In the August 13th, 1958 issue of the now-defunct Village Voice, a survey was done on where the “hipniks” slept. It reads:
“Years ago the Bohemian Village was a compact network of streets running west from MacDougal. Today it is a vast, spread-out playground for the cool. But… is it home? That was what we wanted to know. Where do the young people brew their instant coffee, brush their teeth (everyone in America brushes his teeth, even the bohemians, our surveyors discovered), and have friends over to midnight lunch?”

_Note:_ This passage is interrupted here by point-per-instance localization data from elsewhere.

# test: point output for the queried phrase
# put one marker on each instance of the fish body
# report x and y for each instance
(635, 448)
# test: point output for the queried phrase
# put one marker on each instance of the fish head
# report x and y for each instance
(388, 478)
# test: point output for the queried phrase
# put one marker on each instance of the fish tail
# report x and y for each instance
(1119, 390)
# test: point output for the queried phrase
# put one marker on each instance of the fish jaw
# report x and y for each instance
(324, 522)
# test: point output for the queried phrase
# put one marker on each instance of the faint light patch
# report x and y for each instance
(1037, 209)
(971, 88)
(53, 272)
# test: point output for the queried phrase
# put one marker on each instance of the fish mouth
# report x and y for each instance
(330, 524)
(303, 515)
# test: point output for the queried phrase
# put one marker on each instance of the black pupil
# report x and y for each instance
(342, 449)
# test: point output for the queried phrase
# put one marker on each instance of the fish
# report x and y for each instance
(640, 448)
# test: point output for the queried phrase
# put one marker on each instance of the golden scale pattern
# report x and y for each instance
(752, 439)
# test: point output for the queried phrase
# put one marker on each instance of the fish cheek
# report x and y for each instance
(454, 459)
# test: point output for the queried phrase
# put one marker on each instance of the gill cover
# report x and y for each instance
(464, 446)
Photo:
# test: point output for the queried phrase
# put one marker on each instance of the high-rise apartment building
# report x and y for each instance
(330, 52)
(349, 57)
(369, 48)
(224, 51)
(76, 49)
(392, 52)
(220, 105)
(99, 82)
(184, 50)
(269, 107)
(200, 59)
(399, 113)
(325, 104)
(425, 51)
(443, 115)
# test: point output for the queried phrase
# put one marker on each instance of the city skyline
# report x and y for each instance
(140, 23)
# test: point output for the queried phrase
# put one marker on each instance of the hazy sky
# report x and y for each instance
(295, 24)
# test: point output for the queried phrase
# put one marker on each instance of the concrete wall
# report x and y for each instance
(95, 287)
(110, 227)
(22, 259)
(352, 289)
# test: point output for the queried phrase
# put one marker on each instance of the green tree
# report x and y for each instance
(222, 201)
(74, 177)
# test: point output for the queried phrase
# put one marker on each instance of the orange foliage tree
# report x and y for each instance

A few weeks ago, I stopped to look at the bulletin outside The Bitter End— the landmark establishment on Bleecker Street between Thompson and Laguardia. The week’s event calendar posted on a bright yellow piece of paper included a New York Songwriters Collective, an Acoustic Open Mic, and a Singer/Songwriter Session. A flyer for a Brooklyn based band called Strange Weather advertised their upcoming show. There was a psychedelic poster for Billy Hector. Also pinned up with white thumbtacks, a plain sheet of white paper with small black font. At the top it read, “We All Played The Bitter End.” Below, a long list— four columns— names like John Denver, Joni Mitchell, Van Morrison, Stevie Wonder, Curtis Mayfield, George Carlin, Bob Dylan, Bo Diddley, Etta James, Kris Kristofferson… it goes on.
The Village is a place with bones made for energizing and engaging a community. It’s a place that stays with you even when you move away. If you read an article about a particular time or spot and scroll down, you’ll often find reminiscing comments by people who now live elsewhere on summers they spent or studios they lived in. Maybe you’re a current resident who has lived to see the changes in real-time; maybe you’ve only been a few years.
Or perhaps you don’t live in New York at all, but you once read an article or saw a movie. Or your mom told you about weekends venturing downtown from her home in the Bronx to walk along MacDougal Street and feel alive. And that made you feel alive too.
There’s so much that’s happened, that’s happening, that’s going to happen.